Quando si parla di bullismo si parla di una forma di violenza ripetuta nel tempo, esercitata da una persona o un intero gruppo nei confronti di qualcuno che può essere visto come un “debole”. Questo si può manifestare attraverso: insulti, prese in giro, minacce o aggressioni, che hanno l’obiettivo di umiliare e far sentire l’altra persona inferiore. Negli ultimi anni, accanto al bullismo, si è affiancato il cyberbullismo. Questa forma di violenze avviene attraverso il mondo di internet: social media o chat. Il cyberbullismo comprende commenti offensivi, diffusione di immagini, o video senza consenso, messaggi intimidatori e di creazione di profili falsi.

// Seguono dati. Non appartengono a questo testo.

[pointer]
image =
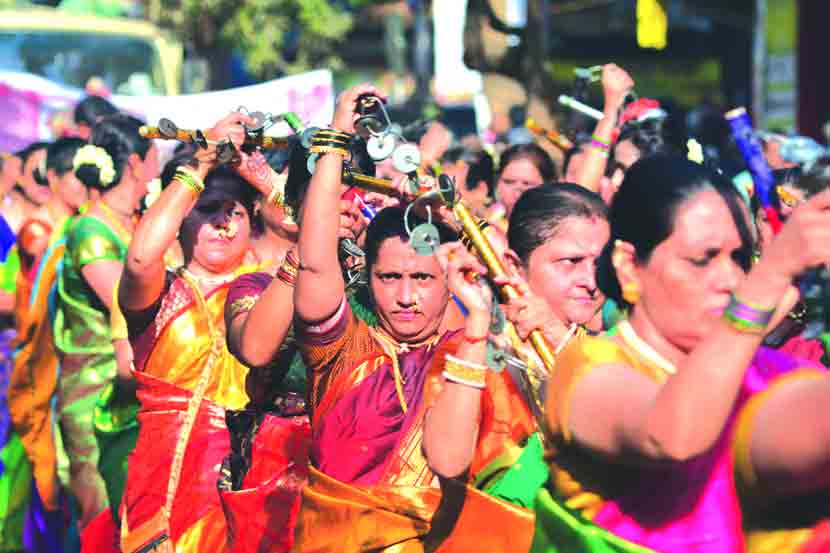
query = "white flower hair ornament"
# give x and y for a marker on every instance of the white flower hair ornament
(97, 156)
(153, 192)
(695, 151)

Bullismo e cyberbullismo non sono solo problemi individuali, ma sono dei fenomeni sociali, che coinvolgono chi subisce, chi agisce e chi osserva senza intervenire. Il silenzio e l’indifferenza contribuiscono a rendere queste forme di violenza più forti e più difficili da fermare. Oggi se ne parla molto, non solo nell’ambito scolastico, bensì anche in quello politico, perché riguardano i diritti e la dignità delle persone. Le parole e i comportamenti hanno un peso e possono fare la differenza tra l’inclusione e l’esclusione.